Başka bir örnek, geçtiğimiz yıl Büyükşehir aleyhine açılan Gökpınar havzası çevre düzeni planına ilişkin nazım imar plan değişikliğine yapılan itirazdı. Mahkeme yaz başında verdiği kararla yürütmeyi durdurdu. Yüzlerce küçük arsa sahibinin elinden adeta habersizce alınması planlanan mülkler şimdilik rantçıların elinden kurtuldu.
***
Rant demişken…
Şemikler arazisini diğerlerinden farklı kılan statü kentin değeri her gün yükselmeye devam eden yapılaşma bölgesinde olmasıyla ilintili. Bu konum araziyi sanki birilerinin doğrudan çekim merkezine; hükümetle, hatta doğrudan Cumhurbaşkanlığıyla iltisaklı-istişareli birilerinin odaklandığı rant alanı olarak odağa yerleştiriyor gibi. Daha açığı bana öyle geliyor ki, iktidarın yakınında olup şehrin en iyi arazilerine defalarca çökmüş olan birilerinin ısrarla elde etmek, mülkiyetine geçirmek istediği bir arazi sanki. Bu imtiyazlı şahıs kim olabilir?
Anahtar Ankara kökenli, %51 hissesi özel sektöre, %49’u ise kamu kuruluşlarına ait hisse payıyla faaliyet gösteren, 1969 yılında başında Müsteşar olarak Turgut Özal’ın görev yaptığı Devlet Planlama Teşkilatının (DPT) öncülüğünde Türkiye Petrolleri Anonim Ortaklığı (TPAO), Azot Sanayi T.A.Ş. (TÜGSAŞ), Türkiye Şeker Fabrikaları A.Ş., Şeker Sigorta A.Ş. ve Danimarka’da kurulu HaldorTopsoe A/S firmasının katılımlarıyla 6224 sayılı Yabancı Sermayeyi Teşvik Kanunu hükümlerinden yararlanılarak kurulmuş bir şirket olabilir mi?

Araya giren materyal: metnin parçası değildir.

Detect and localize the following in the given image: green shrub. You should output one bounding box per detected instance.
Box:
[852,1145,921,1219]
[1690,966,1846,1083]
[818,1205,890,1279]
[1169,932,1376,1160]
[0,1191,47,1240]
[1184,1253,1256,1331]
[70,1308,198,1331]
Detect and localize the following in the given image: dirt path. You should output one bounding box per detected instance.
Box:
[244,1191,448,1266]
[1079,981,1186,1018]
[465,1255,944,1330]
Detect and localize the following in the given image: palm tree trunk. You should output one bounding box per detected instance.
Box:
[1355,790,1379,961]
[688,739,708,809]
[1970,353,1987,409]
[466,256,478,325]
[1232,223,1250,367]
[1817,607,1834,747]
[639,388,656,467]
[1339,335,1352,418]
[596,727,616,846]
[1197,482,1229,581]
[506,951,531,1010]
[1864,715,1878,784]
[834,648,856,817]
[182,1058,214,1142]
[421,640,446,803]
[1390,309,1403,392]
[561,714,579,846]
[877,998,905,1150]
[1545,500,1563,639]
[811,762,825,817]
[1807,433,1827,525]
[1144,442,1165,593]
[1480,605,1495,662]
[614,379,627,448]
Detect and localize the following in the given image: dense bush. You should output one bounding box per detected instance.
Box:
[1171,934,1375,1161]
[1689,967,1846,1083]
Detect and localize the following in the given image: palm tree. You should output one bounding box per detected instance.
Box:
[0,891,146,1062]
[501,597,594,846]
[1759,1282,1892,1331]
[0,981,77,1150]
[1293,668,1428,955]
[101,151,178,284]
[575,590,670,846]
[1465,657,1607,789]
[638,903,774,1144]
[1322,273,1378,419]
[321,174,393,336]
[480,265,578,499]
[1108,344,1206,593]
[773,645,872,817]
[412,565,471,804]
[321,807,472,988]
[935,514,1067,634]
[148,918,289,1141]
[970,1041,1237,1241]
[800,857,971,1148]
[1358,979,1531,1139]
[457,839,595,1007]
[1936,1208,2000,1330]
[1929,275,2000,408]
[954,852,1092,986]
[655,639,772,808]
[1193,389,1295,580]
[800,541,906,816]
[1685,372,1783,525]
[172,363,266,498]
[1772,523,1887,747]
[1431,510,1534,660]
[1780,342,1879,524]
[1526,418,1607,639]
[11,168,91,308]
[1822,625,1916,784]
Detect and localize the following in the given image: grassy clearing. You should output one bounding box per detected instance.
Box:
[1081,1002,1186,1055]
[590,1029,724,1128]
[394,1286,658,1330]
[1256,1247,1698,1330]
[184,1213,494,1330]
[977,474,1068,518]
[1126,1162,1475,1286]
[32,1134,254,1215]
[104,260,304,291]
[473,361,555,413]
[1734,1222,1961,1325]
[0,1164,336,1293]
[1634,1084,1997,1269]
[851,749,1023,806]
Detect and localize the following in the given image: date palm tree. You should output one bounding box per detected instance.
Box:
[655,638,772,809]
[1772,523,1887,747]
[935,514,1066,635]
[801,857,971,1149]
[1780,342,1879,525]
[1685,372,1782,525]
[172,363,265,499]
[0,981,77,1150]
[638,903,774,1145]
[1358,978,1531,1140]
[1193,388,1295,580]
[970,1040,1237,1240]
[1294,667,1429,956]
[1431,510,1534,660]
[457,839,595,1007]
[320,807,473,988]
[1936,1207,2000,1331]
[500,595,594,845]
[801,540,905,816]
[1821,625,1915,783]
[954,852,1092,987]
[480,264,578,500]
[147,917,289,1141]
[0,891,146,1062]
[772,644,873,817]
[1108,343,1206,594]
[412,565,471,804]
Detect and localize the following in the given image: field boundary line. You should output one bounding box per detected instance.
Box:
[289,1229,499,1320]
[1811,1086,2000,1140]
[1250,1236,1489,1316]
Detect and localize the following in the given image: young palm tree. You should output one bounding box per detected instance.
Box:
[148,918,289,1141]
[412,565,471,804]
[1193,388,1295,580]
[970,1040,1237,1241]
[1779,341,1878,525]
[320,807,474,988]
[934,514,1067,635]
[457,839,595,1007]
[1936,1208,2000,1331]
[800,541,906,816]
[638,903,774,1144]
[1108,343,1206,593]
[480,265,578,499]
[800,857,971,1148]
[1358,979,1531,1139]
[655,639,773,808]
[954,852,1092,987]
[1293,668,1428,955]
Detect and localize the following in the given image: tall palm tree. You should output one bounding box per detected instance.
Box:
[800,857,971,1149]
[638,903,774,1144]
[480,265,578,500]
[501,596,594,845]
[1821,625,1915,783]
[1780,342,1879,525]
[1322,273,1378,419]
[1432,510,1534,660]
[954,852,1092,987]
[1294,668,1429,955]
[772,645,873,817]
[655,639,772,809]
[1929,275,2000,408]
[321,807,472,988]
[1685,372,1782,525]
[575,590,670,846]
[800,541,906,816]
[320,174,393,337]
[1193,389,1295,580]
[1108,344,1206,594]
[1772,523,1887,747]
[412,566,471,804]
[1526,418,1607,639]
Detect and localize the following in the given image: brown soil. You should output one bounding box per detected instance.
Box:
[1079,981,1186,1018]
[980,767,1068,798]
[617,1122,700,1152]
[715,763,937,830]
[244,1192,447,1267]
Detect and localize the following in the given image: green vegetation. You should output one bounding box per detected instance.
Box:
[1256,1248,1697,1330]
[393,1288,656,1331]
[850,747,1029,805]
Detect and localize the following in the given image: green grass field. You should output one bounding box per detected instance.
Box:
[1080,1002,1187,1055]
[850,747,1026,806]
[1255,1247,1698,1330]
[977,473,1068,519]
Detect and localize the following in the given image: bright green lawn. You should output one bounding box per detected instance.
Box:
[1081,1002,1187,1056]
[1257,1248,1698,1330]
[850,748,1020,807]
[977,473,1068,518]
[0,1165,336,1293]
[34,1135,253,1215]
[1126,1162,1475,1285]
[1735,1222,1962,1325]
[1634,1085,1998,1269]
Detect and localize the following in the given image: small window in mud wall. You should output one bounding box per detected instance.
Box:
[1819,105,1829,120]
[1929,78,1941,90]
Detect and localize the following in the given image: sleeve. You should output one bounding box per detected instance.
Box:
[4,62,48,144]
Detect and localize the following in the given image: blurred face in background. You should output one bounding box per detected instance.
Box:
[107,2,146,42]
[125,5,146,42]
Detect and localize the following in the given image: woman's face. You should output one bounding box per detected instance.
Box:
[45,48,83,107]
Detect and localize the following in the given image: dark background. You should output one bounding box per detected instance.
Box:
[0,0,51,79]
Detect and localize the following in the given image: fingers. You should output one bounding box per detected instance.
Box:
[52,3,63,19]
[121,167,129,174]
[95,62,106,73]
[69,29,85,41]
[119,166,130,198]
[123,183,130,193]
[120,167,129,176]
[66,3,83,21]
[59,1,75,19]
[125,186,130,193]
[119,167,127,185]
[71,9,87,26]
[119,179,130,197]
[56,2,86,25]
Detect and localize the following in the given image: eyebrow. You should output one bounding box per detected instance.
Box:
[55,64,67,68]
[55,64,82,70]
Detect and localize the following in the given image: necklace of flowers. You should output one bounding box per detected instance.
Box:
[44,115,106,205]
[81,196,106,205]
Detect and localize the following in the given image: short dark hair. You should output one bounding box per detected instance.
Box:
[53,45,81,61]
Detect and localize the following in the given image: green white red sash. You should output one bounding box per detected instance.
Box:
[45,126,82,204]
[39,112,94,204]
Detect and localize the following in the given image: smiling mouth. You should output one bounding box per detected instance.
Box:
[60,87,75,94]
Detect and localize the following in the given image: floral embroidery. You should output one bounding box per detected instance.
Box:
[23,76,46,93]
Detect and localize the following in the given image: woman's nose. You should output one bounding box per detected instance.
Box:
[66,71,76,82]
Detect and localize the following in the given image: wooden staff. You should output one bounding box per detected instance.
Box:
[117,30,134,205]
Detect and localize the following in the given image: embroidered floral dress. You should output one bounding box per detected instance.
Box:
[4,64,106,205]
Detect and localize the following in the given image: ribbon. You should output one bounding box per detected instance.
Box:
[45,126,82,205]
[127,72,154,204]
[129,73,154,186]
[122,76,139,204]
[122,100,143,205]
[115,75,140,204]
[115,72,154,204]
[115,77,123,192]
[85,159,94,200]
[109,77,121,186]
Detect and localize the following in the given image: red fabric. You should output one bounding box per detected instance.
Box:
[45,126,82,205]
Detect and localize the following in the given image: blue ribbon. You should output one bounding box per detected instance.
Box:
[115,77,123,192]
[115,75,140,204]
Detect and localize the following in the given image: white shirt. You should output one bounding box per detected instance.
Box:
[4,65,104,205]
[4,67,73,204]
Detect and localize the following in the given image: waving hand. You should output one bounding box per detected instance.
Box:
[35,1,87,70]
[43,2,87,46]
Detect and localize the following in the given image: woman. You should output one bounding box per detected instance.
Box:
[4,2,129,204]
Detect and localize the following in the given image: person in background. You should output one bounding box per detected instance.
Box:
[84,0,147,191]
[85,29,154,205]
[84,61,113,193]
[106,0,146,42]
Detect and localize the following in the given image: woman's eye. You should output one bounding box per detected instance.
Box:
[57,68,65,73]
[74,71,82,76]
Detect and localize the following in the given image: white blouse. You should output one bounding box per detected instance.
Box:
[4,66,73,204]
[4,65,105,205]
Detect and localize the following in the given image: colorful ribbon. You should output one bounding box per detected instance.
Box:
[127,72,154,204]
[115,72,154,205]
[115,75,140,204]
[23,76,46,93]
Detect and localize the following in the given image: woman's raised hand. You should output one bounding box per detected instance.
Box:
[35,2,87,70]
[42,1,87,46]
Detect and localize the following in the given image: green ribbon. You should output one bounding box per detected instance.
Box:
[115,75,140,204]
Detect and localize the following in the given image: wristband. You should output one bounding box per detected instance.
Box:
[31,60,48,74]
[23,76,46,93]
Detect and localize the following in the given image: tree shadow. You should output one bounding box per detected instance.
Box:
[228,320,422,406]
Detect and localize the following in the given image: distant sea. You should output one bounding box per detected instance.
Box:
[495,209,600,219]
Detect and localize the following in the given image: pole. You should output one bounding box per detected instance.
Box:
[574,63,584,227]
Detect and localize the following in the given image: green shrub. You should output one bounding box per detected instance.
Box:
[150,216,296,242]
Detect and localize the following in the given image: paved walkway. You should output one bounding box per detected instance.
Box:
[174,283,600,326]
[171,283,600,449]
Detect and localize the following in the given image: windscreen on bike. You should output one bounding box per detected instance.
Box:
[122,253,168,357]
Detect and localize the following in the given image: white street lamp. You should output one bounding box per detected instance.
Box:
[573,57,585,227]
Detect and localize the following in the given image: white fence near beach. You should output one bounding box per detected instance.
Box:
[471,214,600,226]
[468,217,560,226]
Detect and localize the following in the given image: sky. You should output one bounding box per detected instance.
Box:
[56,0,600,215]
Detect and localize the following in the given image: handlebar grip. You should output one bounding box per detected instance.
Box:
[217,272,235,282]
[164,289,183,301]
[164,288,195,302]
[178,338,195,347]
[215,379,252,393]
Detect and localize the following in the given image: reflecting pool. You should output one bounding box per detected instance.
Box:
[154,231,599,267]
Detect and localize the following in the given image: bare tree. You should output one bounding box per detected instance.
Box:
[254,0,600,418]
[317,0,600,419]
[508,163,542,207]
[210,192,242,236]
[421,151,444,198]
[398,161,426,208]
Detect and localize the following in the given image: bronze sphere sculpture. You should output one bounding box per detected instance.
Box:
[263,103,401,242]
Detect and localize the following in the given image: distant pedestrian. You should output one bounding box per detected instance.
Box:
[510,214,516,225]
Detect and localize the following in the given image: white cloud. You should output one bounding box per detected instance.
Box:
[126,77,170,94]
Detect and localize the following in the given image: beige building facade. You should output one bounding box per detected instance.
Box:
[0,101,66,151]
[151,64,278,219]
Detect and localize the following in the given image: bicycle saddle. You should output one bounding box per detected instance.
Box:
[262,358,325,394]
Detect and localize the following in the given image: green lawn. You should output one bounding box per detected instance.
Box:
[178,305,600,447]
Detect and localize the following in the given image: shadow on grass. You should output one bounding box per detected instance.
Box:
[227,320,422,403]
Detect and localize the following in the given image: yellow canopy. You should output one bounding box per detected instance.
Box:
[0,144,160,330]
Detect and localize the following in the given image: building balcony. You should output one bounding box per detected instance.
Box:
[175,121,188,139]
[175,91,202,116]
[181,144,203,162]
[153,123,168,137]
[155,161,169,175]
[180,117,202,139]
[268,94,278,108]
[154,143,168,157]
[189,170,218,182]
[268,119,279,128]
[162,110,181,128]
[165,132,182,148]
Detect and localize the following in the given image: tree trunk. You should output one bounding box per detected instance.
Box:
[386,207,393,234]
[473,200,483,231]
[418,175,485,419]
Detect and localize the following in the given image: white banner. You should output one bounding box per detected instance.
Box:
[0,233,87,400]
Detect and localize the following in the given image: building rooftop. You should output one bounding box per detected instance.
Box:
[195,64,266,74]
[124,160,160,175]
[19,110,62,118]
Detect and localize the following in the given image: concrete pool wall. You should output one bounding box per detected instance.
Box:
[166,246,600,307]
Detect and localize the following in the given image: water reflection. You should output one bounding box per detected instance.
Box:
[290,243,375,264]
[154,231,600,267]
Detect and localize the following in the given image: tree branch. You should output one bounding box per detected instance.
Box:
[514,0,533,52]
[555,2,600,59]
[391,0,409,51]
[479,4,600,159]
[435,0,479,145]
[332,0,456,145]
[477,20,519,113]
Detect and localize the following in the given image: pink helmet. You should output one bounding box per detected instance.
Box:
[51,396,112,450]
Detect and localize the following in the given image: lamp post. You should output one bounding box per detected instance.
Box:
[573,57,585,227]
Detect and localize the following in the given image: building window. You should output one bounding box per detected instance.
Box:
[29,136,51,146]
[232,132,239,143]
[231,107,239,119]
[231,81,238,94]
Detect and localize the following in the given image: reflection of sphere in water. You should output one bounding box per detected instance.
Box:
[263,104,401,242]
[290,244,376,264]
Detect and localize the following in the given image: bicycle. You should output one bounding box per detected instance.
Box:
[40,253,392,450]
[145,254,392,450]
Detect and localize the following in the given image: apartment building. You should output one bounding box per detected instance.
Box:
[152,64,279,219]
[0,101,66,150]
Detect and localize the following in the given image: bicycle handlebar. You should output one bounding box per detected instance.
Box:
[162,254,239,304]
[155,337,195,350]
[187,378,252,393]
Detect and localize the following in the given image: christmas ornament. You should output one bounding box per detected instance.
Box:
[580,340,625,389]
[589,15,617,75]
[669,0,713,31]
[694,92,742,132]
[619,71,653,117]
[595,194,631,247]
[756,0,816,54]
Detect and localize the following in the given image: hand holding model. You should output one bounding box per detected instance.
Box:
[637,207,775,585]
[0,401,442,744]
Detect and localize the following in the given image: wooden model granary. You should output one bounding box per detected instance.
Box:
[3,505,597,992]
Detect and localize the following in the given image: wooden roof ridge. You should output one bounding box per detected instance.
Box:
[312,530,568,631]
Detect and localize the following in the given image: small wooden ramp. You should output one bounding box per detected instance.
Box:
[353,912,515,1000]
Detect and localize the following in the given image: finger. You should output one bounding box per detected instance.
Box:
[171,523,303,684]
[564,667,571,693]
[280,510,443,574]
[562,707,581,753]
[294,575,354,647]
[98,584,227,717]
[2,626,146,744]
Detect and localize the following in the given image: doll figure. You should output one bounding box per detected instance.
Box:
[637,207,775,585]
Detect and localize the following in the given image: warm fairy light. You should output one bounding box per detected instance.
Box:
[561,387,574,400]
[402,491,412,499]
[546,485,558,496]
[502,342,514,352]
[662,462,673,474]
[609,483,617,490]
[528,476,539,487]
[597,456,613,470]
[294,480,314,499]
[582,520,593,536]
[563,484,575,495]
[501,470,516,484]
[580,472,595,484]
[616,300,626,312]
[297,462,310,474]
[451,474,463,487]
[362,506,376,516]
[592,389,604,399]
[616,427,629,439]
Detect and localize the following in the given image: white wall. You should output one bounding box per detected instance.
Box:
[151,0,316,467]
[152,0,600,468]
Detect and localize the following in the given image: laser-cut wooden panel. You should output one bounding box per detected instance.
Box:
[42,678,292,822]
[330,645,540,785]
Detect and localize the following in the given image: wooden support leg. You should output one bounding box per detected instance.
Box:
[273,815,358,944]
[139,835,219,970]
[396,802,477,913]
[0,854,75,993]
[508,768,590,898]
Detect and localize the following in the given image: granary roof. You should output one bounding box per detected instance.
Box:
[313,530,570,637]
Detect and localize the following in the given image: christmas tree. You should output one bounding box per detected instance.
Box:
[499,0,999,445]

Araştırmakla hiçbir şey kaybetmez ama daha fazla bilgiye ulaşabiliriz.
***
Bu bir kanaat elbette, somut bir bilgi yok ortada. Ancak Cumhurbaşkanlığı (CB) kararlarının birkaç ay arayla ve hızlıca yayınlanıp talepkarların ısrarına cevaz veriyor görünmesi hayli kuşku verici. Sonuçta bürokrasinin kıskacında bir Resmi Gazete’den söz ediyoruz Gazetenin yayımladığı kararların nasıl alındığı, CB süzgecinden nasıl geçtiği veya geçip geçmediği, ilgili bakanlık ya da kamu kuruluşunun karar alıp yayınlatırken CB’na gerekli ayrıntılı açıklamayı-sunumu her karar sureti için yapıp yapmadığını bilemiyoruz. Bir tahmin yürütmek gerekirse öyle bir şey olmadığını söyleyebiliriz. Hangi birini kim sunacak ve CB bu sunumlar için her gün kaç saatlik mesai harcayacak? Onca ulusal ve uluslararası faaliyetin içinde Şemikler arazisini kim açıklamaya fırsat bulur ya da cesaret eder, mümkün mü bu? Bizi kuşkulandıran da işte bu işleyiş olasılığı!
***
Şemikler arazisinin mülkiyet bilgisi geçen haftalarda basında bir ölçüde yayınlanmıştı. Biz yine de kısa bir özet verip geçelim:
Sümerbank, 1933 yılında kurulmuş, 1938 yılında Kamu İktisadi Devlet Teşekkülü (KİT) çatı kurumuna dönüştürülmüştü. Zamanla pek çok farklı sahada sektörel üretim faaliyetini bünyesine alan teşekkül, 1980’lerden itibaren başlayan özelleştirme kapsamına dahil edilmiş, 40 yıldan beri özelleştirme işlemleri tamamlanamayan nadir kamu iktisadi teşekküllerinden biri haline gelmişti. Önce Sümer Holding adıyla iktisadi niteliği değiştirilen Sümerbank’ın şimdilerde iflası gerçekleştirilmeye çalışılmakta, bu nedenle tüm iştirakleri parça parça satılarak devlet elinden çıkarılıp özelleştirilmektedir.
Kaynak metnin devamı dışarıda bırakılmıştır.